Klaus Geitel und Günter Pick im Gespräch
Klaus Geitel und Günter Pick im Gespräch

Der Grand Seigneur der Ballettkritik Klaus Geitel ist tot

Ein persönlicher Nachruf

Im Alter von 91 Jahren starb der Musik- und Tanzjournalist Klaus Geitel in Berlin. Günter Pick erinnert an seinen langjährigen Weggefährten.

Berlin, 18/06/2016

Am vergangenen Dienstag starb Klaus Geitel. Er war einer der großen überregionalen, ja internationalen Kritiker, die wir in Deutschland hatten und als ich ihn kennenlernte, war er in Berlin fest angestellt. Er machte ein wenig den Eindruck auf mich, als sei er ein Bruder des anderen Großkritikers Horst Koegler, der noch Jahre lang freischaffend war. Beide liebten das klassische Ballett und der zeitgenössische Tanz war für sie nur ein wohl nicht ernst zu nehmendes Übel der Nachkriegszeit. Und doch waren sie clever genug, den Zug der Zeit zu erkennen, beispielsweise Pina Bausch nach einiger Zeit ernst zu nehmen, und auch Cranko zuzubilligen, sich an experimentellen Stücken zu versuchen.

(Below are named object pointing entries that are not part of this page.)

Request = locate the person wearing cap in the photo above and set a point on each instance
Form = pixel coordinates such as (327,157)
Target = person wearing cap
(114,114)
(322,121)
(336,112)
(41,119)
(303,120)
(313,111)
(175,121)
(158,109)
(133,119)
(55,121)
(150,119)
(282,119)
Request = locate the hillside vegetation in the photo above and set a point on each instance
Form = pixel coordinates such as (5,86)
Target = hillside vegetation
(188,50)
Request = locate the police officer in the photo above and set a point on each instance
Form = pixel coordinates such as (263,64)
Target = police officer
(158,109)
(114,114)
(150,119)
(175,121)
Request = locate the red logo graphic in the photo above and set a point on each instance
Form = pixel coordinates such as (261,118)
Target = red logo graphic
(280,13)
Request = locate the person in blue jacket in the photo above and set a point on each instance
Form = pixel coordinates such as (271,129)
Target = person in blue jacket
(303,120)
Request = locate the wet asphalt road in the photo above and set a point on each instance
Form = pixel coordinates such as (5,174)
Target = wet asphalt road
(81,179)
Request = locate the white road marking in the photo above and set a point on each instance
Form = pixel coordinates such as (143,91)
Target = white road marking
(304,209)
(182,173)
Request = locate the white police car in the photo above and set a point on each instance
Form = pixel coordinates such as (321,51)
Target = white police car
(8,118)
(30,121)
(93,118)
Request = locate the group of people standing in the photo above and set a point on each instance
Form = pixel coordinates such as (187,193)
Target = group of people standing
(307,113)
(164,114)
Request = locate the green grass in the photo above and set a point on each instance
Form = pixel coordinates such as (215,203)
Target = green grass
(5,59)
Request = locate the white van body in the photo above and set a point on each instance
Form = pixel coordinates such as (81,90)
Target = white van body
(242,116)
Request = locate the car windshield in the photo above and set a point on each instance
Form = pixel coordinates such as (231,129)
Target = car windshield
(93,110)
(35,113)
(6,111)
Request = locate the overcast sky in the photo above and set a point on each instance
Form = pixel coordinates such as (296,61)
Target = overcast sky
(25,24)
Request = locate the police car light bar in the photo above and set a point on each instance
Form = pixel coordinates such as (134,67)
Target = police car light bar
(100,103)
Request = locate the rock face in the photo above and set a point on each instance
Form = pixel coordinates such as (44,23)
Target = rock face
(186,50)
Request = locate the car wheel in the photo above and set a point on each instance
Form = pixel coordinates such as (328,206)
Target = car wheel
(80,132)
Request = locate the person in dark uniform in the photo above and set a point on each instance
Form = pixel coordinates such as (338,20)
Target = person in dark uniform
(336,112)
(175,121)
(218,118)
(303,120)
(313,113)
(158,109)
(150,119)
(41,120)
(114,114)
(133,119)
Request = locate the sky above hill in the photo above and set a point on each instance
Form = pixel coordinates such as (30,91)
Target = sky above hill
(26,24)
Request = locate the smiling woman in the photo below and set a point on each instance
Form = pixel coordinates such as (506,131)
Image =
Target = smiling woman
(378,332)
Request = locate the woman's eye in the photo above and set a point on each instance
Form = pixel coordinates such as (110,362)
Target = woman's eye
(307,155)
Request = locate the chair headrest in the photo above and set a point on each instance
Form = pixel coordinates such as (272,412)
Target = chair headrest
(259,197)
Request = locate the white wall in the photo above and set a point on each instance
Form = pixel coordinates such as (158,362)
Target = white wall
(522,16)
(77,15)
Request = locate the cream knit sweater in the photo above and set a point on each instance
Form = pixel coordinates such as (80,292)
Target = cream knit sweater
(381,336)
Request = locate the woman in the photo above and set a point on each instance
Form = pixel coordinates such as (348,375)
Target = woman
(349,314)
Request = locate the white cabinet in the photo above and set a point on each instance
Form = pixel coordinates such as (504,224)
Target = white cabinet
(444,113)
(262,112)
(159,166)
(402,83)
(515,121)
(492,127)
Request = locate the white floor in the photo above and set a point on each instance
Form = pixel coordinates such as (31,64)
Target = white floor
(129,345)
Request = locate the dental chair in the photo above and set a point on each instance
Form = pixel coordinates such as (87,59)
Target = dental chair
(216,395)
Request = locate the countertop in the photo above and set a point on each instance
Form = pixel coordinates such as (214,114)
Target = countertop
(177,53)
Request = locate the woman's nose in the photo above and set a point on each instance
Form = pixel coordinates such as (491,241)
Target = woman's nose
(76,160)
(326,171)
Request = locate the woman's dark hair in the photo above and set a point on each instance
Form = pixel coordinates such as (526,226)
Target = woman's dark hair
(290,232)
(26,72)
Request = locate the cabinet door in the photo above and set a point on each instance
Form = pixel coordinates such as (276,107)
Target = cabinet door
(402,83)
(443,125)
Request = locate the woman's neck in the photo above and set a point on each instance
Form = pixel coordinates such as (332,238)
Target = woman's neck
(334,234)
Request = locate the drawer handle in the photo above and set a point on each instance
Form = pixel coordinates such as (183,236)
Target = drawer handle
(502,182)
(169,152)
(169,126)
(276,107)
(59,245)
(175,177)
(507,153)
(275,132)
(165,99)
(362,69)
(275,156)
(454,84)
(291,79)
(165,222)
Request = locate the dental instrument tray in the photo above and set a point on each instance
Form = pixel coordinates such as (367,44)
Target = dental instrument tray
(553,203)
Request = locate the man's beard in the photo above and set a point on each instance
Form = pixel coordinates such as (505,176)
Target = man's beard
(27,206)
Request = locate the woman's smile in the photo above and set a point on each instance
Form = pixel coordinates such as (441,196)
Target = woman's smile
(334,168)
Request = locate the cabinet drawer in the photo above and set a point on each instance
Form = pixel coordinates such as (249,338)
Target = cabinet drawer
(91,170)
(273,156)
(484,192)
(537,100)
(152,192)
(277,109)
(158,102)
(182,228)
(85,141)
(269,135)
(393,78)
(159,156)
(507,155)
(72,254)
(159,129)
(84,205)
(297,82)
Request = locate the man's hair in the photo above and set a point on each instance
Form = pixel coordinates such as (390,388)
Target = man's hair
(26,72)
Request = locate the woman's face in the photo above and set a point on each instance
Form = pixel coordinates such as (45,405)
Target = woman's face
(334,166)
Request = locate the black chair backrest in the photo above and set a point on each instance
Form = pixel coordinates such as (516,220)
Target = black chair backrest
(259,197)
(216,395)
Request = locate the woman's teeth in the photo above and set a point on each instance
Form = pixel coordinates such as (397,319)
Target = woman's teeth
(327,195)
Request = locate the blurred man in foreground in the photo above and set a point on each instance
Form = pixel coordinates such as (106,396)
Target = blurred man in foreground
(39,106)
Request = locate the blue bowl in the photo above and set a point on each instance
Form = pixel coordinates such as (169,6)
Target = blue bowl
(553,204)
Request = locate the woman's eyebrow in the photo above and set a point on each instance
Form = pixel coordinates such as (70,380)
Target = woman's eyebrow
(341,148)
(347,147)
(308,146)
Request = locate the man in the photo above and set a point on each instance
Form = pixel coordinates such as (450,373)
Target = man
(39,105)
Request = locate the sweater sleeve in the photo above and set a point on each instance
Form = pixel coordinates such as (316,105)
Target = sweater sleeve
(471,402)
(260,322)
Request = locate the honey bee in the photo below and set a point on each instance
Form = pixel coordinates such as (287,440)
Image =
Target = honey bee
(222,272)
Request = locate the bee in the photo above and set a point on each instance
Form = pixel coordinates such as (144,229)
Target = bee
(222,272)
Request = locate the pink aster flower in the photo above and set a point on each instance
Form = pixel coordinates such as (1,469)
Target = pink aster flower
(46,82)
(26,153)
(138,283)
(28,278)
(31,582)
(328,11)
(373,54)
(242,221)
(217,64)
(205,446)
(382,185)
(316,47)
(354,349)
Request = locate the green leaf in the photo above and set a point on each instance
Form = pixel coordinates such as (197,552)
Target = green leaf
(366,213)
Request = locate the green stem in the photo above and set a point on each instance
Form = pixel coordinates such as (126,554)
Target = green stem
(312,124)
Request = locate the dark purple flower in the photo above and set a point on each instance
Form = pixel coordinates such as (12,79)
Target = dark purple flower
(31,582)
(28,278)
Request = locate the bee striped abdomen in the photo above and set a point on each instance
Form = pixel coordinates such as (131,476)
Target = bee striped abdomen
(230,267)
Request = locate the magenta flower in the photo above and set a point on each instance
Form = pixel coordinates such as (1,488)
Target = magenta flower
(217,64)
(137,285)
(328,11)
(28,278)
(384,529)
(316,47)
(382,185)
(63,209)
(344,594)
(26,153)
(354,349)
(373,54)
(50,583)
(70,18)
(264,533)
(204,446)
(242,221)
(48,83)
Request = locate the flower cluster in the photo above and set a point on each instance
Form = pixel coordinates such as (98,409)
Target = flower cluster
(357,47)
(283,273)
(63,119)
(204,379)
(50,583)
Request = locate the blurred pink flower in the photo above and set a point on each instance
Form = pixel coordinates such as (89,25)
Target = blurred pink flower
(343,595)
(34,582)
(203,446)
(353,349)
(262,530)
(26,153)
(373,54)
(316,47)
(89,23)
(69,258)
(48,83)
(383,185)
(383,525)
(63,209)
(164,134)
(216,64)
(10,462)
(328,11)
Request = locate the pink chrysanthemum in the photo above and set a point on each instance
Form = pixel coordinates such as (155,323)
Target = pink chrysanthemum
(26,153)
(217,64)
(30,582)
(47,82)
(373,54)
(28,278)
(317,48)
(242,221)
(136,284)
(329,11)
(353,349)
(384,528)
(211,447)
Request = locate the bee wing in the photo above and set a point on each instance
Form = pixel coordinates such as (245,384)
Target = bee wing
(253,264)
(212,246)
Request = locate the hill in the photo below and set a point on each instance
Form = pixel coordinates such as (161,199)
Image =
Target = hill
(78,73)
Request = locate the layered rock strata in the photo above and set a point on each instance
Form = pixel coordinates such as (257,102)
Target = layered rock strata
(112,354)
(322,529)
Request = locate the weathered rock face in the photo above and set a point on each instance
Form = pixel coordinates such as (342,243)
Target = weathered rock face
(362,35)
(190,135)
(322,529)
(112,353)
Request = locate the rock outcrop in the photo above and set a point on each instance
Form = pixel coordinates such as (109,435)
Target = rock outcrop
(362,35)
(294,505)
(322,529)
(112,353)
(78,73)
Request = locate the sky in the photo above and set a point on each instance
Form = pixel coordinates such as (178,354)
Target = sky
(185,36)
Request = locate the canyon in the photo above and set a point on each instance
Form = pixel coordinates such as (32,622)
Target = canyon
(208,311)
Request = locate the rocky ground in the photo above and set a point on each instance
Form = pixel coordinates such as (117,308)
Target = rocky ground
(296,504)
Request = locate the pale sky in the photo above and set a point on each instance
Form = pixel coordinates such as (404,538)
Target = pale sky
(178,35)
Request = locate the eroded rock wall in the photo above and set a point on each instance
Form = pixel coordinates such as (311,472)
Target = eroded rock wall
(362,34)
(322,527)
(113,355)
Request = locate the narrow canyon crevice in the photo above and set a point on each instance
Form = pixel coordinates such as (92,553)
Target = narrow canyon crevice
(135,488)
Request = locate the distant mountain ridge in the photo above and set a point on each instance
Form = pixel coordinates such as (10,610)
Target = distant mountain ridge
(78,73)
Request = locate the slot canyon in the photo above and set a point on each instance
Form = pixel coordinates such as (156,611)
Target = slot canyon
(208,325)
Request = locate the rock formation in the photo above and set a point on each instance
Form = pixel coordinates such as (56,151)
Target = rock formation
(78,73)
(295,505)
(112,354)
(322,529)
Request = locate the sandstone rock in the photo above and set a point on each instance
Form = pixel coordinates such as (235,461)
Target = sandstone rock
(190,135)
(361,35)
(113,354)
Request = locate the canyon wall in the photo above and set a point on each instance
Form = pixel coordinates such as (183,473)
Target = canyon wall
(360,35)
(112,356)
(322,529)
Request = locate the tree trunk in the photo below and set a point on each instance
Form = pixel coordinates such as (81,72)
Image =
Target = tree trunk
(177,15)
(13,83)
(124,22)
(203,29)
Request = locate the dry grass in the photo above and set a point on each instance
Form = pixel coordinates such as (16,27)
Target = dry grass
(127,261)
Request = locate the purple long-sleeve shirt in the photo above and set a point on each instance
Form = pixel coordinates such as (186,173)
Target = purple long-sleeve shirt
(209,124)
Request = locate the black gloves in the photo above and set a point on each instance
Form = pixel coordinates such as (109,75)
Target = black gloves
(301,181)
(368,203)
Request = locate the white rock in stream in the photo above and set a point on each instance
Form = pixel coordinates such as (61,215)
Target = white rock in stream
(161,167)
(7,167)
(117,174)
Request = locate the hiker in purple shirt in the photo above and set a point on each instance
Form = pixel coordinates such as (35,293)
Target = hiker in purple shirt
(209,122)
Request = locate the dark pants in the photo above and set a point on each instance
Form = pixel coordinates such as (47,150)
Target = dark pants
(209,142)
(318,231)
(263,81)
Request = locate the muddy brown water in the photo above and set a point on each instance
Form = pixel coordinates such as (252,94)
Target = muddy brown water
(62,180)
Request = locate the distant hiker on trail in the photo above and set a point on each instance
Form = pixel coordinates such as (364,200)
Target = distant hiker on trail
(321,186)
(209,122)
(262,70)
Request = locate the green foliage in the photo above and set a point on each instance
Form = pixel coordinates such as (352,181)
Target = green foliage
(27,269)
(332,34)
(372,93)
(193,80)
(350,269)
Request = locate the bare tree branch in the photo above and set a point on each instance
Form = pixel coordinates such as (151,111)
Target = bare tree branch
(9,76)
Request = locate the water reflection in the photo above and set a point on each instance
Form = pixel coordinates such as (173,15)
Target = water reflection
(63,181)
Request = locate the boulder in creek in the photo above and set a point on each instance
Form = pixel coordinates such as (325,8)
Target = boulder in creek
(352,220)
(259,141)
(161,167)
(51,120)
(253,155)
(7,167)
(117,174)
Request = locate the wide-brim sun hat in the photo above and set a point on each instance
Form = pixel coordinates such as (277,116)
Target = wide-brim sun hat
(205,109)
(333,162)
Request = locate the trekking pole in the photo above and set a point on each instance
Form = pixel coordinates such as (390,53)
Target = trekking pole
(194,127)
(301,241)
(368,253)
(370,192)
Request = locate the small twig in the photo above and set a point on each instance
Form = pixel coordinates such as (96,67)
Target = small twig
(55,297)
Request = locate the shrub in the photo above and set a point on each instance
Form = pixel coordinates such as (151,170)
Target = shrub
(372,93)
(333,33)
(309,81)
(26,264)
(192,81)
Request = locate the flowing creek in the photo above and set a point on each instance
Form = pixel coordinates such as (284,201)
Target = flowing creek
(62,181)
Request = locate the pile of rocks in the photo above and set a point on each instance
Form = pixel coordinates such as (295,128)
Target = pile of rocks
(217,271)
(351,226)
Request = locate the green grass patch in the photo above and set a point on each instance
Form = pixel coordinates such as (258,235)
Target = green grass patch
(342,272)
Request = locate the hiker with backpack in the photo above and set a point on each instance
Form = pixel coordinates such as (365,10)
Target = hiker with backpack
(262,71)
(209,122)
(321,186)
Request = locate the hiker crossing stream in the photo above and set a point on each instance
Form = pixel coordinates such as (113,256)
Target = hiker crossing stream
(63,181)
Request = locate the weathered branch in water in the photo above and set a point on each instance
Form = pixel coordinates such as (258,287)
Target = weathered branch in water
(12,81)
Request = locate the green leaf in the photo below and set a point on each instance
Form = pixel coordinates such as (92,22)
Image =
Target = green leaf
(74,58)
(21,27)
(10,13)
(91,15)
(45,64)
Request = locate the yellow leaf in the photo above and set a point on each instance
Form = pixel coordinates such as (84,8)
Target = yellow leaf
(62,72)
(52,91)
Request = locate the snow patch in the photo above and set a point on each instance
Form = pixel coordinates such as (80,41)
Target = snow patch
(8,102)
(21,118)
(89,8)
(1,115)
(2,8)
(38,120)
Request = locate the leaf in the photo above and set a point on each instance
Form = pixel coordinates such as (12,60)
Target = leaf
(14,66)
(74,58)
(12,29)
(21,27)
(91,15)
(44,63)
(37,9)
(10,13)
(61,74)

Wenn man Geitel näher kennenlernte, erwies er sich als ein nobler und großzügiger Mensch, der durch sein Elternhaus gewöhnt war, die Mark nicht herumdrehen zu müssen. Ballett war nicht seine Hauptsache, sondern Musik und Oper waren sein eigentliches Interesse. So kam es auch, dass er, als ich „Otello und Desdemona“ in Aachen uraufführte, dorthin kam, um die Musik von Gerald Hummel zu rezensieren und mir ist natürlich ewig in Erinnerung, was er danach in „Der Welt“ schrieb: „Was bei José Limon eine halbe Stunde dauert, braucht bei Pick über zwei Stunden.“ Ich konnte ihm deshalb nicht böse sein, genauso wie bei Eva-Elisabeth Fischer, als sie bei meiner Choreografie im Programm mit „Moor´s Pavane“ vom Offenbarungseid eines Choreografen sprach. Das müssen wir aushalten können und die Rezensenten kriegen ebenfalls oft Gegenwind, um es vorsichtig auszudrücken, wenn sie hören, was Leser von ihnen halten.

Klaus Geitels Wissen war umfassend und er blieb bis ins hohe Alter wissensdurstig und stieg noch mit Achtzig um auf einen Computer. Er hat sich dann aber aus dem öffentlichen Leben zurückgezogen. Solange es ging, hat er sich in seine Ferienwohnung auf Ibiza begeben. Erst in den allerletzten Jahren musste sein Adoptivsohn Rodney sich hauptamtlich um ihn kümmern, was sicherlich nicht immer einfach für ihn war, denn auch Klaus Geitel war nur ein Mensch, der aber dummerweise Manches besser wusste. Rodney hat seine Rolle früh akzeptiert, ohne dabei aufzubrausen, er ließ es geschehen und zog sich zurück, bis die Sonne wieder herauskam. Ihm, wie der Theaterwelt, wird dieser Mann fehlen, denn nicht nur Musik zählte für diesen großen Zeitzeugen, sondern auch das gesprochene und das geschriebene Wort waren ihm wichtig. Und es war eine große Gnade, dass wir mit dem Deutschen Tanzfilminstitut noch den Film machen konnten, der nun im Gedenken an ihn erscheinen wird.